# How long should we wait?



## jberenyi (Nov 23, 2010)

If you had to give your dog away like I had to recently, how long should you wait to visit him in his new home without compromising anything? We sure do miss our little boy but understand there may be a rule of thumb to follow. Thanks everyone 

PS. We talked to the new owner last night after 24 hours and he said my Rusty was a little confused about his surroundings and still feeling things out but he's doing well. We felt bad about the confused part


----------



## kellygh (Oct 25, 2010)

I don't think there is an absolute rule, but I would give it a couple of weeks. It is understandable that Rusty is confused. His world his unfamiliar and upside down, but in time, he will adjust. I would use his new owner's feedback as a guide. IMO, I would give Rusty time to settle; otherwise, the confusion/process is prolonged. I think it's great you are able to have open communication with the new owner. I wish yall the best during this difficult adjustment.


----------



## gunnr (Aug 14, 2009)

My two girlz, my current Vizslas, came to me at 22 months old (Tika) and 11 months old(Gunnr). Their previous owner passed away, which is why I got them as adults and not puppies.
It took me 2-3 months to get in the swing of things with them, but I'm going to qualify that by stating that they didn't really come from a family situation like yours, nor had as much socialization and training as Rusty has. I kinda started from ground zero with Tika, and Gunnr had been with a trainer. 
Both of the girls were very confused for awhile. New rules, new surroundings, new yard , electric fence. new people, oh yeah, and a cat.  It took them a few weeks to get the hang of the routine, and the rest of the first few months was just reinforcement.
Give Rusty a few weeks to get the lay of the land and adjust to his surroundings, then contact his new person and set up a visit to make sure all is as expected.


----------



## redbirddog (Apr 23, 2010)

Only experience I've had is when I sent Bailey off to field trial training. The professional asked me to stay away a month until Bailey had bonded with him. After 6 weeks I went and saw him. It took about 5 seconds for him to figure out who I was.
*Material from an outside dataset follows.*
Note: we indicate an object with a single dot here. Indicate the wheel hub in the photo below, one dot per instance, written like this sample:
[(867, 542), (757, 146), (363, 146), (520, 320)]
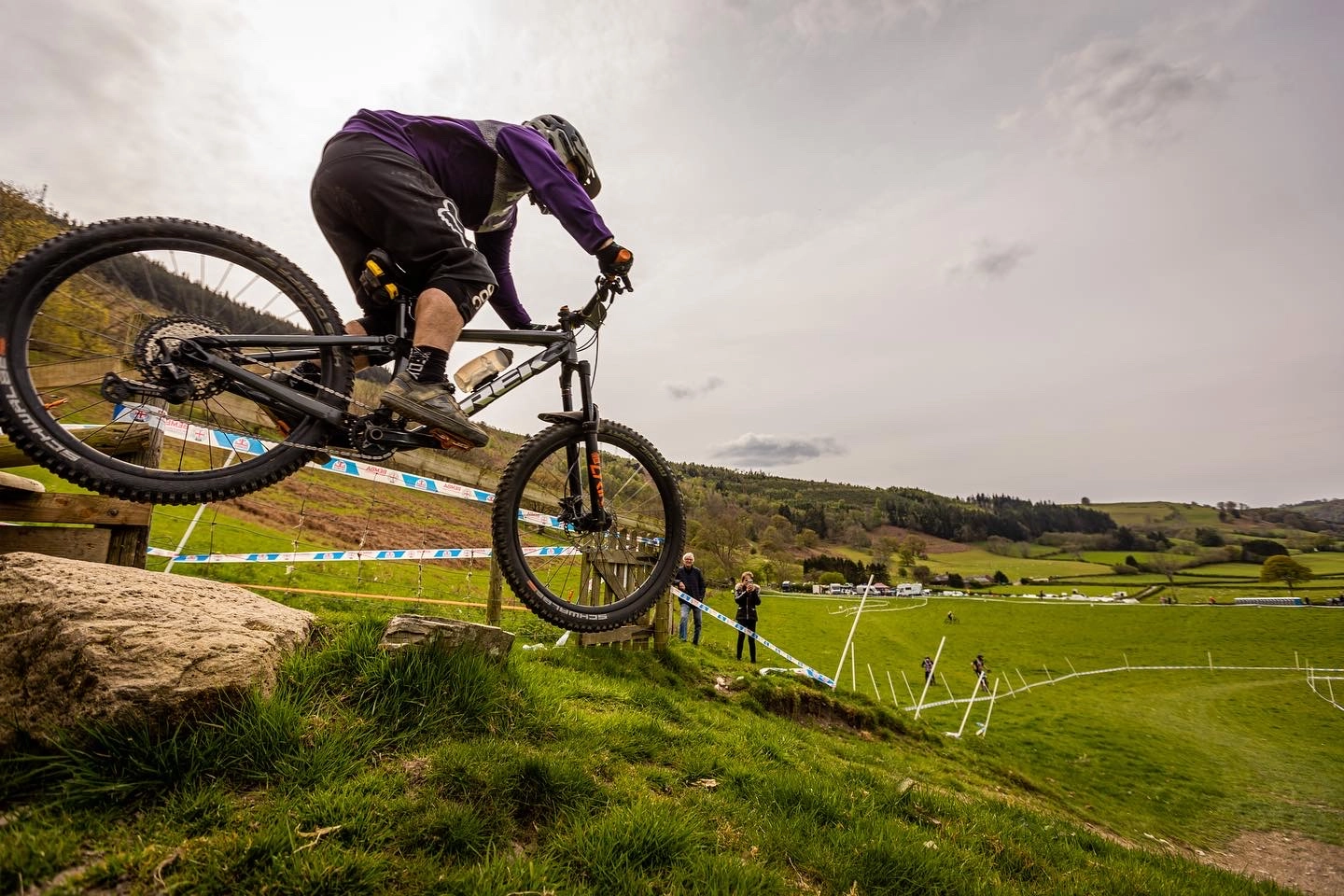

But they will never forget you. You have a unique smell, sound and look. He will recognize you next week, next month, next year.

RBD


----------



## jberenyi (Nov 23, 2010)

Thanks for all your feedback everyone. I just got a picture sent to my phone of Rusty's first time in the big heated tractor cab watching out in the fields. If he was with us he would be at home sleeping on the sofa till I got home from work for his ritual run. Now at least he is enjoying a full day every day in the field with his new owner. I love you Rusty.


----------



## Ozkar (Jul 4, 2011)

Having recently rehomed a 7 month old boy (My Astro), I would encourage you not to visit for at least two or three months, if at all. You will only stress the dog out by turning up and then leaving without him. It's more stress on the dog than you. So imagine how you feel and how much you miss him and think how he would feel with you coming to visit and then leaving him there again when you go. 

I know it's hard, but I would encourage you to just let the new owner bond with the dog and try and visit as little as you can manage, if at all. You dog needs time with the new pack to truly become part of it and bond closely with the new pack leader.

Out of sight is out of mind and that way, the dog will stress less.


----------